Australia’s share of global mineral exploration expenditure has dropped from 20 percent in the 1990s to about 12 percent in 2013. This has paralleled a decline in discovery of new major mineral deposits over the same period, both in Australia and worldwide.
Decreasing mineral exploration success and expenditure in Australia reflects the fact that relatively easy-to-find mineral deposits with a surface expression have largely been discovered. New mineral provinces must be found hidden beneath barren cover rocks and new technologies are needed to search more efficiently and effectively.
Richard Hillis, CEO at DET CRC, commented, “This collaboration provides an opportunity to field test and ‘pull through’ the new technologies that will be required to explore the 80 percent of the Australian continent where mineral deposits are hidden beneath barren cover”.
“It is also a great example of different organisations collaborating under the ‘UNCOVER’ mineral exploration strategy of the Australian Academy of Science,” he said.
Dr Andy Barnicoat, Chief of Geoscience Australia’s Minerals Division, added: “Our goal is to provide pre-competitive data on the mineral potential of unexplored areas of Australia where prospective rocks are obscured by barren cover.
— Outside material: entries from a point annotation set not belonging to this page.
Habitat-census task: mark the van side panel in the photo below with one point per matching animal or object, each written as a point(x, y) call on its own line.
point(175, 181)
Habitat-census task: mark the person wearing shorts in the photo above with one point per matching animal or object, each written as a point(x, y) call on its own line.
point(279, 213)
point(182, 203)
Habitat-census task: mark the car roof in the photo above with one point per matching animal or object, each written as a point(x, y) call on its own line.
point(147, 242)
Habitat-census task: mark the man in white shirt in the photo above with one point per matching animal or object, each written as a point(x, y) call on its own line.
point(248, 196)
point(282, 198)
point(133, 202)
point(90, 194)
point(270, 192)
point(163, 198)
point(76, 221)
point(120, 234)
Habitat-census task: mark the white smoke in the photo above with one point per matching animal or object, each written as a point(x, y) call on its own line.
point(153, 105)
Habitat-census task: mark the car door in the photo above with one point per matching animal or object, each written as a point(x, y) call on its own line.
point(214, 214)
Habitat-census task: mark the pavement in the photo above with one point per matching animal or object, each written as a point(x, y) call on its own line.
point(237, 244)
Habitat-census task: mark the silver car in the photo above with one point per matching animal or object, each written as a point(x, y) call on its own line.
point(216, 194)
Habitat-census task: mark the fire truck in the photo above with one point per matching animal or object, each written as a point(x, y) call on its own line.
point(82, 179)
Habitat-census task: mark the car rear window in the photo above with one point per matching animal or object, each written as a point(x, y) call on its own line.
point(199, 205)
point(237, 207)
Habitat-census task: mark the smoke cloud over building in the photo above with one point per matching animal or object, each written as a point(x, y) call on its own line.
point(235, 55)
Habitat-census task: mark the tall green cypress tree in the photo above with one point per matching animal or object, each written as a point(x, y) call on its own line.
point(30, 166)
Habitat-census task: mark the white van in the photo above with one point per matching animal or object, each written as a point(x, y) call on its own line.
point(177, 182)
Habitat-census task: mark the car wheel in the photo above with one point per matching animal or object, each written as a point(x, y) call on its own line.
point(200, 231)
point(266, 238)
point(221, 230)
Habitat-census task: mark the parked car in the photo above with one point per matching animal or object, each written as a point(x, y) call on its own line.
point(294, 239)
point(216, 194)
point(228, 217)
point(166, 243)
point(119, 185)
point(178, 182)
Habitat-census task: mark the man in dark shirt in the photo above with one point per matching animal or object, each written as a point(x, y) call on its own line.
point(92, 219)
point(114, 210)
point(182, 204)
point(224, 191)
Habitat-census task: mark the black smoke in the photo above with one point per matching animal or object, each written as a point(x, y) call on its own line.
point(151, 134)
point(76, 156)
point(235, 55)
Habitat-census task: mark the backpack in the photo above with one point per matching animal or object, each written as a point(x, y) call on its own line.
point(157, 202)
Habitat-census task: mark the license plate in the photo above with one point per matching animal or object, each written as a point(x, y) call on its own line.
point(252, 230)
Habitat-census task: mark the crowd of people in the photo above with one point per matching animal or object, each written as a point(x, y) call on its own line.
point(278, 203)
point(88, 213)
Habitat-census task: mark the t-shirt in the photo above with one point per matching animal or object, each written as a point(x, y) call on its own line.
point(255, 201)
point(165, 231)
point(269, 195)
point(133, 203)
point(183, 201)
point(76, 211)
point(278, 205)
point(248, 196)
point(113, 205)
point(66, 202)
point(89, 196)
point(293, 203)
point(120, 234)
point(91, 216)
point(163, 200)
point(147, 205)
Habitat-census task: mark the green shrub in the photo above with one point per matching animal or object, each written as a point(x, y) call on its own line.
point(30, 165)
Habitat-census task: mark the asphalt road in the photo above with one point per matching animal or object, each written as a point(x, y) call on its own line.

Drilling provides a critical source of information to confirm the nature of concealed geology, which reduces the technical risk to mineral explorers.
“Through this collaboration we will not only undertake this advanced drilling, but also help develop the new technologies that are required for cost-effective and successful mineral exploration through cover, thereby assisting exploration in all covered areas of the Australian continent.”